St. Bernard said, “Preserve order, and order will preserve you.” There’s no need to go alphabetize your DVD collection or give your t-shirt drawer the Marie Kondo treatment. Instead, try to ensure that everything in your house has a home. Make the order in your home easily restorable (by children or adults!) so that you can quickly tidy and restore peace when needed. Use bins and baskets to manage clutter so you can keep clean lines. Visual order will help you maintain internal order. Work hard to have items in close proximity with one another have a similar meaning or shared function. Maybe placing certain toys next to each other on the shelf will enhance your child’s idea of how they could be played with together. The possibilities of your stuff working for you are endless!
For all people, young and old, it’s important that we situate ourselves in history. In remembering where we came from and what we’re a part of, we may be encouraged to keep in mind the mark we hope to leave for those who come after us and strengthened by the community by which we are surrounded. This is so crucial as Catholics: we look to the saints, the Church Fathers, and our Catholic ancestors as examples of purity and holiness. We are a Church built on Tradition and the Body of Christ, a family.

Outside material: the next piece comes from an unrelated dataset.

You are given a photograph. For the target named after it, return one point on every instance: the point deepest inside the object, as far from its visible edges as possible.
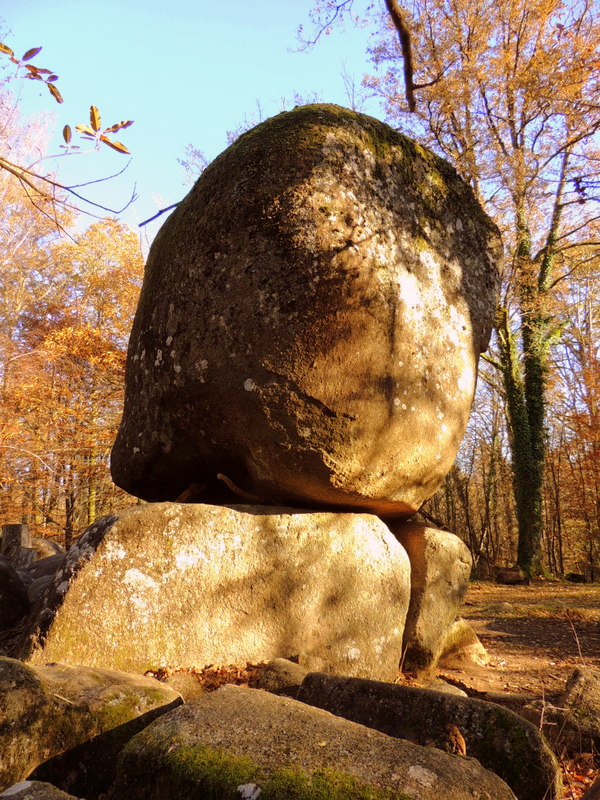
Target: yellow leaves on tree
(62, 372)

Bring reminders of history into your home. Frame pictures of grandparents or ancestors. Hang maps of places you’ve lived or areas of the world that are important to your family. Keep heirlooms in a place of honor, rather than tucked away in a keepsake box. Feature remembrances of the Church and of sacraments as a legacy to place yourself in the timeline of salvation history and unite yourself to the body of the faithful!
There’s an argument to be made that homes aren’t physical places at all, but rather are made up of the people in a family who grow together, in any space, and move through life as one unit. They are connected by love and loyalty, sometimes by blood and always by choice. When decorating a physical space, it helps to keep that in mind.
Let family photos adorn your walls and shelves. Display artwork done by littles and let them help decorate their bedrooms or playrooms. Honor family patron saints in artwork or statues. Focus on the people that bring a home to life!
This is a big one. As Catholics, we are called to be in the world but not of the world, and it’s important that our homes reflect that this is our temporary dwelling place. So, no matter your style, don’t let Christ (or His mother or His saints!) be absent from your home.
No need to go overboard - your home doesn’t need to look like a church - but it IS the domestic church, so include reminders of that in your home! A crucifix in every room is a great place to start. Enshrine Mary in a special place of honor, to remind you and your family of her constant love and intercession. There are plenty of small ways to make your home holy - prints of bible verses or saints, holy water fonts at the doors, rosaries made accessible, even a prayer table if possible.
This is by no means an exhaustive list. I’m not an interior designer or a theologian, but I have certainly been inspired by those who are experts on the matter, and I have experienced the power of a holy home in the houses of those I know and love. Just as the home begins with the love between the people of which it’s composed, the physical manifestation of this love can be made present from the very beginning in any way you choose. I hope that this has been helpful in your visualization of how you want to proceed. Now, take a deep breath, say a prayer, and see where the Spirit takes you in the making of your very own holy home!